⚠️ Notice: Limited Maintenance
This project is no longer actively maintained. While existing releases remain available, there are no planned updates, bug fixes, new features, or security patches. Users should be aware that vulnerabilities may not be addressed.
# Metrics API
Metrics API is a http API that is used to fetch metrics in the prometheus format. It is listening on port 8082 and only accessible from localhost by default. To change the default setting, see [TorchServe Configuration](configuration.md). The metrics endpoint is enabled by default and returns Prometheus formatted metrics when [metrics_mode](https://github.com/pytorch/serve/blob/master/docs/metrics.md) configuration is set to `prometheus`. You can query metrics using curl requests or point a [Prometheus Server](#prometheus-server) to the endpoint and use [Grafana](#grafana) for dashboards.

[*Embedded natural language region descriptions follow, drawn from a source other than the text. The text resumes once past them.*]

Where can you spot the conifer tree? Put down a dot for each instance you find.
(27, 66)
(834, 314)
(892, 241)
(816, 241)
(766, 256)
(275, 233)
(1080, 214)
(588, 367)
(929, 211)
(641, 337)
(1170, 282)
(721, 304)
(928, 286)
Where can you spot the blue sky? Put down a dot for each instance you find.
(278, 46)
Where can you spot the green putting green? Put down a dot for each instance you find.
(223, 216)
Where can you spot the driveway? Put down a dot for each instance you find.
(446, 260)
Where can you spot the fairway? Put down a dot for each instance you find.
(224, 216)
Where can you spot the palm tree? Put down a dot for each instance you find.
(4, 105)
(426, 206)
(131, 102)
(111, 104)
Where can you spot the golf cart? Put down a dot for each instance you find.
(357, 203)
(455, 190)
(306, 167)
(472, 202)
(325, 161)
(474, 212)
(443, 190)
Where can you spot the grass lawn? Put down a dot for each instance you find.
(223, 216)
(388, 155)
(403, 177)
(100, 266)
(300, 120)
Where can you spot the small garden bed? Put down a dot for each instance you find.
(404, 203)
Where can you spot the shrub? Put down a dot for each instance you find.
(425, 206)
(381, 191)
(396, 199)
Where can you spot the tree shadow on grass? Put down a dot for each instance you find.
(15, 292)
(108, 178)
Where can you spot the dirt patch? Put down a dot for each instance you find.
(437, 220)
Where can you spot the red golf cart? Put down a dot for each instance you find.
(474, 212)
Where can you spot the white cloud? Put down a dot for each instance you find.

By default these APIs are enabled however it can be disabled by setting `enable_metrics_api=false` in torchserve config.properties file.
For details refer [Torchserve config](configuration.md) docs.
**Note** This is not to be confused with torch serve's [custom metrics API](metrics.md). The custom metrics API is used to collect custom backend metrics based on the configured `metrics_mode` (log or prometheus). More information on this api can be found [here](metrics.md).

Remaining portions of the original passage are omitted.